The research is important to “having a clear understanding of the mechanism when you can look at the mutations” and see how things work to “have some ideas about why the different mutants do different things,” she said. “I think it can help us understand future mutations.”
The COVID virus has a unique quality and must pass through a structural change before it can attach itself to and infect human cells, researcher Tung said on the call.
“They (the spike proteins) have a surface protein that helps the virus attach to a human cell, and get into and infect the human cells,” he said. “We have developed a pathway to show how this protein can go from the initial stage to the final stage to invade the human cells.”
Their research has shown that, if you can stop the structural change, perhaps with not yet fully developed drugs, “you can stop the virus (from) invading the human cell,” Tung said.

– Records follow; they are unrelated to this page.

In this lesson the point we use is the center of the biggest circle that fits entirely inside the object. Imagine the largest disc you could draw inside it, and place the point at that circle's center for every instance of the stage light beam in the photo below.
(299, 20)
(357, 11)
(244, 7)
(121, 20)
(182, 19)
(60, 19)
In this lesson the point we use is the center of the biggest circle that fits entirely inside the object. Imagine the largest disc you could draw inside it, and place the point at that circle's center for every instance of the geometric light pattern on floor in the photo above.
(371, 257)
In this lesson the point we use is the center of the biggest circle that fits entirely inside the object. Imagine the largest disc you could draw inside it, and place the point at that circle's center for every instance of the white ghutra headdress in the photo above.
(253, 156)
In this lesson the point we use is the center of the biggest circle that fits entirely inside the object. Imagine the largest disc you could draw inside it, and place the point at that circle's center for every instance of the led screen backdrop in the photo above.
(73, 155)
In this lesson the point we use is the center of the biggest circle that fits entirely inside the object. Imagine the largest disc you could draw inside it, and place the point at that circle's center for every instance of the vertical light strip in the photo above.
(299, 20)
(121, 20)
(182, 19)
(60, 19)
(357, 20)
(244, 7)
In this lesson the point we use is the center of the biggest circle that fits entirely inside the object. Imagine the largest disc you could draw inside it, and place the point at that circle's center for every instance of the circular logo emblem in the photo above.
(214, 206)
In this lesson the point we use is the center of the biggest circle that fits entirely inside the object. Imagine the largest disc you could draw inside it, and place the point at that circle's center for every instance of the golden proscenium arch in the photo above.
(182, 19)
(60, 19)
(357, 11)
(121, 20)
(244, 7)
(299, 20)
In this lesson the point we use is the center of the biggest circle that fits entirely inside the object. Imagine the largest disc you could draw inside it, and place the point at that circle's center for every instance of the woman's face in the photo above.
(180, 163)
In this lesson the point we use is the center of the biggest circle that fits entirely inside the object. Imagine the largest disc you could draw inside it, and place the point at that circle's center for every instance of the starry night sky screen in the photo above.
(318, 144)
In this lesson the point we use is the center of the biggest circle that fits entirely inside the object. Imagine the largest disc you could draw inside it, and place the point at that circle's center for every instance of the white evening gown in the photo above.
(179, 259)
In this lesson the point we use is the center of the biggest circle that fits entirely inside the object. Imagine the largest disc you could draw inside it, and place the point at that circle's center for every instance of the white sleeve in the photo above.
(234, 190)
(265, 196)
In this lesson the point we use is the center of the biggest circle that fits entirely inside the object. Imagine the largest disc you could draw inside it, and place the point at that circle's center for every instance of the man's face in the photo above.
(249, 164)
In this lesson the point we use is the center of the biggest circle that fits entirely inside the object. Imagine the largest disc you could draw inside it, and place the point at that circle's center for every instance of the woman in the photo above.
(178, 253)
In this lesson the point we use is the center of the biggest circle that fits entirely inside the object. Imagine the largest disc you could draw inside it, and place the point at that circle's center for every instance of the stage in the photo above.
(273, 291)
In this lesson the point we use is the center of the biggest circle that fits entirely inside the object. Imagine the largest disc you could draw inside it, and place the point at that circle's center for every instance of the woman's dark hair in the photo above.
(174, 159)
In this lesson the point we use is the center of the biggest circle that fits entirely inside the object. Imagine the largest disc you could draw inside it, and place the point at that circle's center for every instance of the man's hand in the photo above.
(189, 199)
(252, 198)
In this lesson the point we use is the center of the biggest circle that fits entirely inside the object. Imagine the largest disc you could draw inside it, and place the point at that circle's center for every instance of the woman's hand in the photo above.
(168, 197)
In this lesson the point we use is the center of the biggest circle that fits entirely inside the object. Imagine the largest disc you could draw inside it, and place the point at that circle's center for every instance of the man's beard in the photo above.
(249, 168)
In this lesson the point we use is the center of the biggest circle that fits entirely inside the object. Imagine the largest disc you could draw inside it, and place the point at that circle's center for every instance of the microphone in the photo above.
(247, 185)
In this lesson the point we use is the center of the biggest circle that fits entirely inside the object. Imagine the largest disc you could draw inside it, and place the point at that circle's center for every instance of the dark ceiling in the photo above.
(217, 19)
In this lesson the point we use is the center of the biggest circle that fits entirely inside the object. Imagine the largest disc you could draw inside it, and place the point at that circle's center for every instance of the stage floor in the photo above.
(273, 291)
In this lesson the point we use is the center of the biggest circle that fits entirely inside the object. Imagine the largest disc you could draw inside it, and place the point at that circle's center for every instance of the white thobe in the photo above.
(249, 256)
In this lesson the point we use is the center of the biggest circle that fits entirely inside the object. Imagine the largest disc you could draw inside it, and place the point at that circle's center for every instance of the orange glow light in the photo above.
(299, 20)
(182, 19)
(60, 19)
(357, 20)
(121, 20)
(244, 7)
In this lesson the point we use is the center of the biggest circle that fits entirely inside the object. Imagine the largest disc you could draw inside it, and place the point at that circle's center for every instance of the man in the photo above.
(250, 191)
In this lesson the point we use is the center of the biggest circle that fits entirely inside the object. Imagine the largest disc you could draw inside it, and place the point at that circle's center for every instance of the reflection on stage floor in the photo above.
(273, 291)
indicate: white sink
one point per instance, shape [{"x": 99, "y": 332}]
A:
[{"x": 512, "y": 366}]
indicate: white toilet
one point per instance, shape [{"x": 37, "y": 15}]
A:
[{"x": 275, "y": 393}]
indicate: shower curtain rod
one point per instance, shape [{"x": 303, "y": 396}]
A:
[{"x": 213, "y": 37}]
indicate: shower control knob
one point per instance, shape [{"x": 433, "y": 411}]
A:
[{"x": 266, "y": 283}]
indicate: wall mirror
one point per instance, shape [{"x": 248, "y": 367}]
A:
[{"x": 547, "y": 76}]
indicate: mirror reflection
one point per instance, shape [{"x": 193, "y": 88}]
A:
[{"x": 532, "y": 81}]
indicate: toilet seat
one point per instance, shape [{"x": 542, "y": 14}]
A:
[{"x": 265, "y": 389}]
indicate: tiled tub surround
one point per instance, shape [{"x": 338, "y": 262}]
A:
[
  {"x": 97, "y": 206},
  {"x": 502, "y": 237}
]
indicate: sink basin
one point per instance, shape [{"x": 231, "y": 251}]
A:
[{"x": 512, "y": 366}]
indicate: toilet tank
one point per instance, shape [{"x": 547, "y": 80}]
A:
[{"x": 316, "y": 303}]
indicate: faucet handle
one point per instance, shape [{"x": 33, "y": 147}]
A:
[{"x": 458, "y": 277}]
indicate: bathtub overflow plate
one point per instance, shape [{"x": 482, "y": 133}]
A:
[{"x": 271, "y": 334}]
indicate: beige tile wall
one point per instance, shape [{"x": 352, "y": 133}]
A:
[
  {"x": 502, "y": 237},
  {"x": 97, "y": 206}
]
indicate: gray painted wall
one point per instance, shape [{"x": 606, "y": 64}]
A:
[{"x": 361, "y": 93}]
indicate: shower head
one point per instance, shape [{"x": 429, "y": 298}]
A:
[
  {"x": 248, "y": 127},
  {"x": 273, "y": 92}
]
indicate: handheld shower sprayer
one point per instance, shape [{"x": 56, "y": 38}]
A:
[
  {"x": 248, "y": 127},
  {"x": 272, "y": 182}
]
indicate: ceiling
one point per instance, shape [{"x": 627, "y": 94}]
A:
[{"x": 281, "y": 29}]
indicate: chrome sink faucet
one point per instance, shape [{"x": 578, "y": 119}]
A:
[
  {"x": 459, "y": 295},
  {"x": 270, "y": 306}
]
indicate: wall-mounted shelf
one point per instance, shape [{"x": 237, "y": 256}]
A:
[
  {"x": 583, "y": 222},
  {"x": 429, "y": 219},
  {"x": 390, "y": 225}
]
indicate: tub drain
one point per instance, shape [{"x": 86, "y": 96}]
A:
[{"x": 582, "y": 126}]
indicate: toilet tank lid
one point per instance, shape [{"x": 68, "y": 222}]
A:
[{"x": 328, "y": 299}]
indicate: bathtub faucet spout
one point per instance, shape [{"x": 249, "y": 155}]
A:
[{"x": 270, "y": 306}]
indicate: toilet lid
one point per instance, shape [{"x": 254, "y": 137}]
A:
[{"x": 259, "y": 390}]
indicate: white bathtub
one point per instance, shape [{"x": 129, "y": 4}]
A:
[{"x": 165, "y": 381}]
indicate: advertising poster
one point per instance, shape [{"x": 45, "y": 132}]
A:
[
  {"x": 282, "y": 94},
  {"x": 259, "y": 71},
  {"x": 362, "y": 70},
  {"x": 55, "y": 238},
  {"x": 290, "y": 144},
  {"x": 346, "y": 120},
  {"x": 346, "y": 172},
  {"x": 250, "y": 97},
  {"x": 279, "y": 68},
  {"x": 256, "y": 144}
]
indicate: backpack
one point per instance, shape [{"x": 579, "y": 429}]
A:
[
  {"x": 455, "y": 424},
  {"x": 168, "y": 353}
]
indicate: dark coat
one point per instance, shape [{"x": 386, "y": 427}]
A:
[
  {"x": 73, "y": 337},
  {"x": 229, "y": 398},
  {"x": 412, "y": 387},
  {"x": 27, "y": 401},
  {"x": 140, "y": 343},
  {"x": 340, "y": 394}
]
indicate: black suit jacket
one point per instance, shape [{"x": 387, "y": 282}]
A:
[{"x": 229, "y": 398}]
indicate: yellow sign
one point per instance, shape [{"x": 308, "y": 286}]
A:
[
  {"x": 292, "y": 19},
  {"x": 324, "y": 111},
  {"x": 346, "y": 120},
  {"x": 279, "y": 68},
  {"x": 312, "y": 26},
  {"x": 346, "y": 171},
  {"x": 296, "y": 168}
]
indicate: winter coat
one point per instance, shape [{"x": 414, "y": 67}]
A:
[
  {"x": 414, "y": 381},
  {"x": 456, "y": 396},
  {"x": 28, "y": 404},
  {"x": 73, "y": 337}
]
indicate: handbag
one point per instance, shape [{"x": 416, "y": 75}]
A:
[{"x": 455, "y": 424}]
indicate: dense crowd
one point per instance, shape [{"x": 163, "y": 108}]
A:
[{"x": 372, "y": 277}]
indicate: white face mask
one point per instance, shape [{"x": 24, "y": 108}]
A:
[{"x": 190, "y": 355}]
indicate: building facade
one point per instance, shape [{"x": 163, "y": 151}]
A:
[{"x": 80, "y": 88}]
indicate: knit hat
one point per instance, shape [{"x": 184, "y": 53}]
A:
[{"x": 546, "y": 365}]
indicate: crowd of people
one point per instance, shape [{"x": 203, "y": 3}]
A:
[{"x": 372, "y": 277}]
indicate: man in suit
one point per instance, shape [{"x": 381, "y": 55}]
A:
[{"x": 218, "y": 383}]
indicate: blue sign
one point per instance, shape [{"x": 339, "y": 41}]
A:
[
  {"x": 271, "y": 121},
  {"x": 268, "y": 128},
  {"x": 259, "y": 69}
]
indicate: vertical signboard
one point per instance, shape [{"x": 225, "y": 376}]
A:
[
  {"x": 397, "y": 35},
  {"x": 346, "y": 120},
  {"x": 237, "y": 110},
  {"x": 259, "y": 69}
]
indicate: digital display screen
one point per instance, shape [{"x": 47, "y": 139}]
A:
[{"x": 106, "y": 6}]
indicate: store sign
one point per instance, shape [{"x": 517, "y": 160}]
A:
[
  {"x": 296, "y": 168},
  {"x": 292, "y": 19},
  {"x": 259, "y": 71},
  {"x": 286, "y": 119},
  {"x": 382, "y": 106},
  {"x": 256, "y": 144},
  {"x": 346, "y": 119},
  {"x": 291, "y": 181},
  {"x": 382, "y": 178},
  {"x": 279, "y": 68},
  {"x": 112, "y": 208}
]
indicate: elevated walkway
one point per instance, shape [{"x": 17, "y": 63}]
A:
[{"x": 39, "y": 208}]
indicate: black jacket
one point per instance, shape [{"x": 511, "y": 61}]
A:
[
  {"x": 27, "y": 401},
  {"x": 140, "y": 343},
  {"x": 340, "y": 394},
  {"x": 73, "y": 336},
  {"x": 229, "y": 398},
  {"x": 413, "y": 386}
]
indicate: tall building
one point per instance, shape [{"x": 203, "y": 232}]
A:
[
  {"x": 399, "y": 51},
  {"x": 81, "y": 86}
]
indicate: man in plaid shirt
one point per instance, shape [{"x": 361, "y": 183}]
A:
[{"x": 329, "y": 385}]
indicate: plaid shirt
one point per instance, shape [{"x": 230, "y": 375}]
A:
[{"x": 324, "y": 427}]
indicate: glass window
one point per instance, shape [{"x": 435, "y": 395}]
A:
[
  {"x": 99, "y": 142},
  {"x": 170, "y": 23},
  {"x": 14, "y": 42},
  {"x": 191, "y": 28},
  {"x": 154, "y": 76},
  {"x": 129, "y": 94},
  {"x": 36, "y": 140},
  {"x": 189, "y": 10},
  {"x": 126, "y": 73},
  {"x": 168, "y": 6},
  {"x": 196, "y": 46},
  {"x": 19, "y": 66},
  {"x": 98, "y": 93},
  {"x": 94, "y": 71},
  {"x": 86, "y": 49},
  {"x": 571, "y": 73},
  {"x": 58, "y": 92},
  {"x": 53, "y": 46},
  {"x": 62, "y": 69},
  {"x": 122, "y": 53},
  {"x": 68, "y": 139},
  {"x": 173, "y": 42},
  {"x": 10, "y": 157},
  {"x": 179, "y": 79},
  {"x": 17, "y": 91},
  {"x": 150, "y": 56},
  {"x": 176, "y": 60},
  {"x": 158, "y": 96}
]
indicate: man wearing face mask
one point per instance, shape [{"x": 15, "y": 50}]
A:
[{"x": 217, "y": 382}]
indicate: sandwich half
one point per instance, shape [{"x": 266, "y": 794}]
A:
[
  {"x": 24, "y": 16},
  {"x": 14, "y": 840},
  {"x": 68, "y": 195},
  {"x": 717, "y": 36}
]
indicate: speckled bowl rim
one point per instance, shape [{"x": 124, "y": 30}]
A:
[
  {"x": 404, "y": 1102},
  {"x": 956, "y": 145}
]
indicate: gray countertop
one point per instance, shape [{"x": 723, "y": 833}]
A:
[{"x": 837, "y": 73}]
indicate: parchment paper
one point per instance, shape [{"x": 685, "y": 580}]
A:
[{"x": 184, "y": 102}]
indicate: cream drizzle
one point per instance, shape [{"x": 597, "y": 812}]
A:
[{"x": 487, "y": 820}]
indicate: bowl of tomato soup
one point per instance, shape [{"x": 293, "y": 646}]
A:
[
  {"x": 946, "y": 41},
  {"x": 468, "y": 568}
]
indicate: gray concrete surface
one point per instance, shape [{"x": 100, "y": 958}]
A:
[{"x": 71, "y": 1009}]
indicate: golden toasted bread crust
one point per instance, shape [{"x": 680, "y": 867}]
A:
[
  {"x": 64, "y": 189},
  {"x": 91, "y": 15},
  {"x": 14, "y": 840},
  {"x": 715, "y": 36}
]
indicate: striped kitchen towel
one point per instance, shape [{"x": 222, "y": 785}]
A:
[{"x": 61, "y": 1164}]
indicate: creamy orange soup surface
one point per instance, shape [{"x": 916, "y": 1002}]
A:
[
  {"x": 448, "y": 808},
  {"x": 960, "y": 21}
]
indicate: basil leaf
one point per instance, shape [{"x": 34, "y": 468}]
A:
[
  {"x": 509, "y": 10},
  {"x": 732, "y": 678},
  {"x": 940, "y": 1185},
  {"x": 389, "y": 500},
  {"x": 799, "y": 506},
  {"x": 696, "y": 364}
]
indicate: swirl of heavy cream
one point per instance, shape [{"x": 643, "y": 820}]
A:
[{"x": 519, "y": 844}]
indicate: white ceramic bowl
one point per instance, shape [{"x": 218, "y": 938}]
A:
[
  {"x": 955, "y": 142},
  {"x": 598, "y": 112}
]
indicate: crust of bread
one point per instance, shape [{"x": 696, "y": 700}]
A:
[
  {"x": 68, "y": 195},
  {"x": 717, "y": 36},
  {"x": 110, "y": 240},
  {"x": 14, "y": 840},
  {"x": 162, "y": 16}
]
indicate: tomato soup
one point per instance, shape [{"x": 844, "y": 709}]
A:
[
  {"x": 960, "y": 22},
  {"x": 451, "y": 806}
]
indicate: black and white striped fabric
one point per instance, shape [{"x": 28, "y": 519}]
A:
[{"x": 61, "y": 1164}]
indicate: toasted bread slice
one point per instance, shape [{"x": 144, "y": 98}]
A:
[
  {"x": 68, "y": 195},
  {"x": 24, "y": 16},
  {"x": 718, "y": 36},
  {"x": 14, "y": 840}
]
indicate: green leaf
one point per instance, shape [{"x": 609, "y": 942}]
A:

The two scientists, like many other biophysicists worldwide, have embraced a new technique called cryogenic electron microscopy, or cryo-EM, to image the protein cells to “get the overall architecture of the protein” and then fill in the granular, atomistic details, Sanbonmatsu said.
Imaging advances
Cryo-EM encompasses a broad range of experimental methods, each of which “is based upon the principle of imaging radiation-sensitive specimens in a transmission electron microscope under cryogenic (very low temperature) conditions,” according to the National Institutes of Health website.
In biology, cryo-EM can be used for “imaging intact tissue sections and plunge-frozen cells to individual bacteria, viruses and protein molecules,” according to the website.
Many of the basic structures of the spiky protein were known previously, but because it “has to go through a lot of different transformations, this study really helps work out a lot of those details,” Sanbonmatsu said.
“They (scientists) have to drill ever deeper and deeper into understanding everything about this virus,” Ambrosiano said. “So, using these supercomputers is a way to create imagery that gives new ideas to the innovators in the vaccine world.”